Questions we get on this part

How much does an NVIDIA B300 cost?

Reported figures put a single B300 GPU around $50,000, with a fully configured 8-GPU DGX B300 system in the $300,000 to $500,000 range. A full GB300 NVL72 rack has been estimated near $3.7 to $4.0 million based on large hyperscaler order commentary. These are reported market figures, not published NVIDIA list prices.

B200 vs B300: what's the actual difference?

B300 has 288 GB of HBM3e versus B200's 180 GB, a 1,400 W power ceiling versus B200's 1,000 W, and roughly 1.5x B200's dense NVFP4 throughput per GPU. B300 also requires direct liquid cooling in every deployment path, while B200 has air-cooled HGX options.

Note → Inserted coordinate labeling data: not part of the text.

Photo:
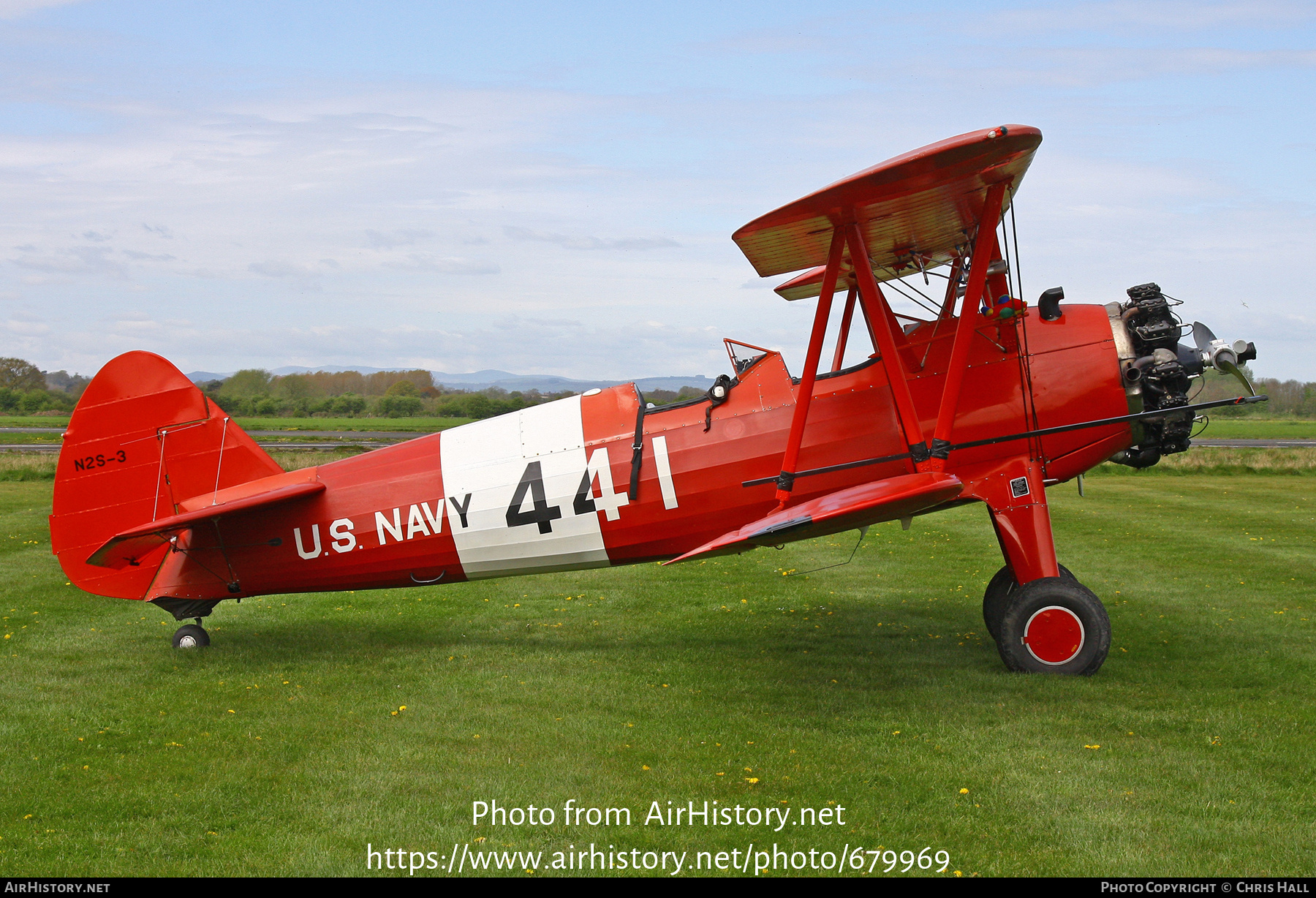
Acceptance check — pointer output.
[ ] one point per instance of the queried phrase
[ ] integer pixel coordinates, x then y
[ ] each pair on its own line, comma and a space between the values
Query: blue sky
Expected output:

Does B300 require liquid cooling?

Yes. At up to 1,400 W per GPU there is no air-cooled HGX B300 or DGX B300 SKU; every reference platform (HGX B300, DGX B300, GB300 NVL72) ships as direct-liquid-cooled.

What is GB300 NVL72?

GB300 NVL72 is NVIDIA's rack-scale system built from B300: 72 Blackwell Ultra GPUs and 36 Grace CPUs in one liquid-cooled rack, connected by a 130 TB/s aggregate NVLink fabric, delivering roughly 1.1 exaFLOPS of dense FP4 throughput at the rack level.